Step 2: Express the exit velocity of water
From Torricelli's theorem (or by applying Bernoulli’s principle for an efflux out of a small orifice), the speed v of water emerging from the hole is given by:
v = \sqrt{2 g h}
where g is the acceleration due to gravity and h is the depth of the hole below the free surface of water.

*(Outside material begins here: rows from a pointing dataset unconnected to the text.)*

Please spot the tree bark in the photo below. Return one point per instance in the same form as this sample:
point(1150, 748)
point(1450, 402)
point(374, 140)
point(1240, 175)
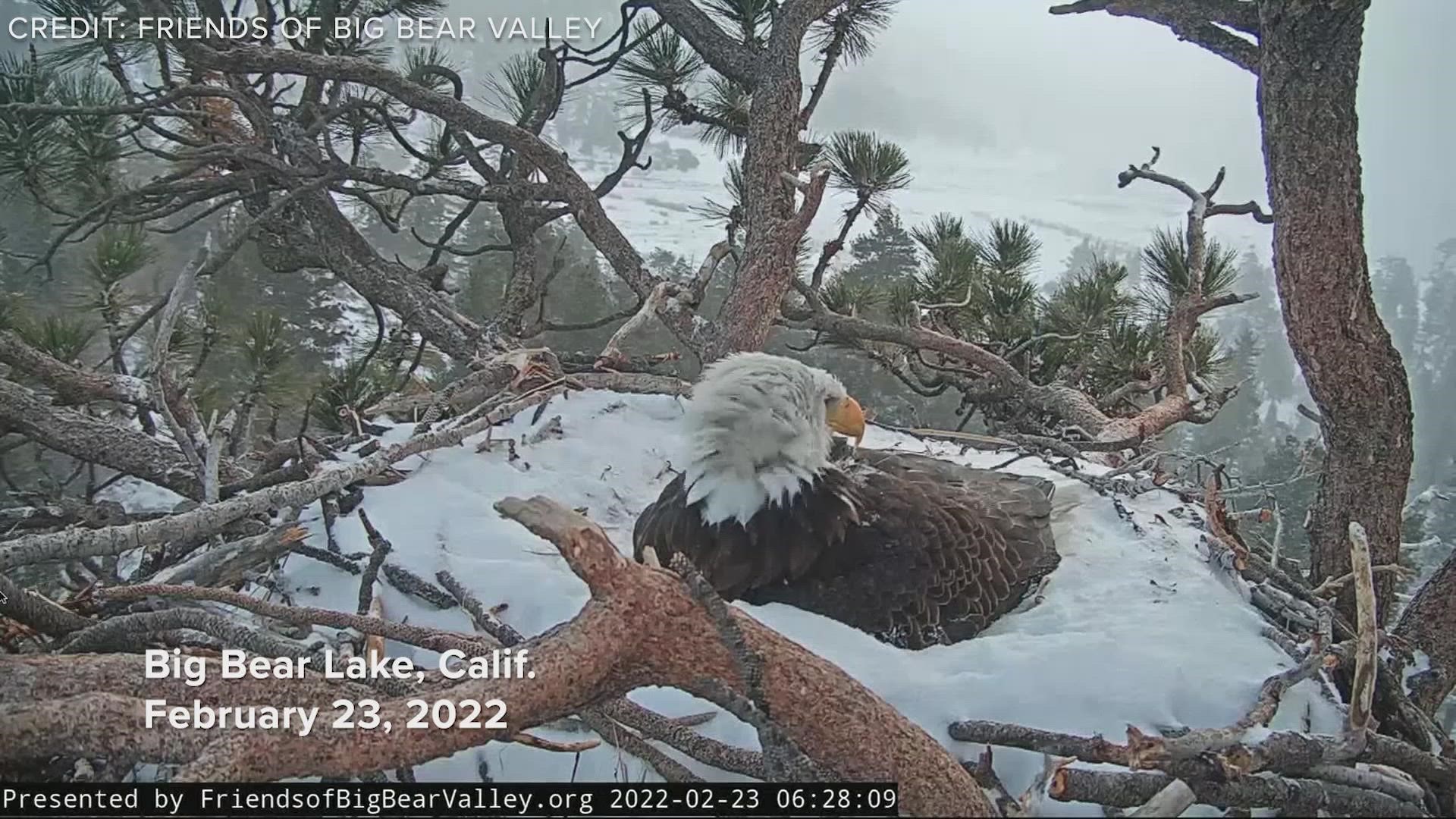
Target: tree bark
point(1307, 93)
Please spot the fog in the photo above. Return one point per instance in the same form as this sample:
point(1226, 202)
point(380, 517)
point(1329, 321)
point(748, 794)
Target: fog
point(1092, 93)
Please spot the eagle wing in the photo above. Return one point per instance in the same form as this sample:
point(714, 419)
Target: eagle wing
point(910, 548)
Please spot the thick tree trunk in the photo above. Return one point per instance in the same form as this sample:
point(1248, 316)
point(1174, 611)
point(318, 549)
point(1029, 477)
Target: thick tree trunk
point(1310, 64)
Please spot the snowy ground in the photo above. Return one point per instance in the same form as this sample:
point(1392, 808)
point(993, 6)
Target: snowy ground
point(1134, 627)
point(977, 186)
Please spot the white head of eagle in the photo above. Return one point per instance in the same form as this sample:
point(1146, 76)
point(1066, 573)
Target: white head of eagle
point(759, 430)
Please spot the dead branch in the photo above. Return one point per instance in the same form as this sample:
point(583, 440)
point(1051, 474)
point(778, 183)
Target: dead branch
point(1362, 689)
point(641, 627)
point(1172, 800)
point(209, 519)
point(1301, 798)
point(654, 300)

Step 3: Determine the time of flight
The hole is at depth h from the top, so the vertical distance of the hole above the ground is (12 - h) (since the total height of the water column is 12 m). The time t it takes for the water stream to fall from height (12 - h) to the ground under gravity is given by the free-fall equation:
t = \sqrt{\frac{2(12 - h)}{g}}
Step 4: Write the expression for the horizontal range
The horizontal range R is the product of horizontal velocity and the time of flight. Since the stream exits horizontally from the hole, the horizontal velocity is simply v = \sqrt{2gh} . Thus,
R = \bigl(\sqrt{2gh}\bigr) \times \sqrt{\frac{2(12 - h)}{g}}
On simplifying,
R = 2 \sqrt{h (12 - h)}
Step 5: Maximize the function for range
To find the maximum value of R , we note that R depends on h through the product h(12 - h) . We can analyze this using the idea that a product h(12 - h) is maximized when h = 12 - h , i.e. h = 6 . Formally, we can write:
f(h) = h(12 - h)
f(h) = 12h - h^2
\frac{df}{dh} = 12 - 2h = 0 \;\Longrightarrow\; h = 6
This is the point at which h(12 - h) is maximum.
Step 6: Conclude the optimal depth
Therefore, the depth h at which the emerging water stream hits the ground at the maximum distance is 6\,\text{m} below the water’s surface.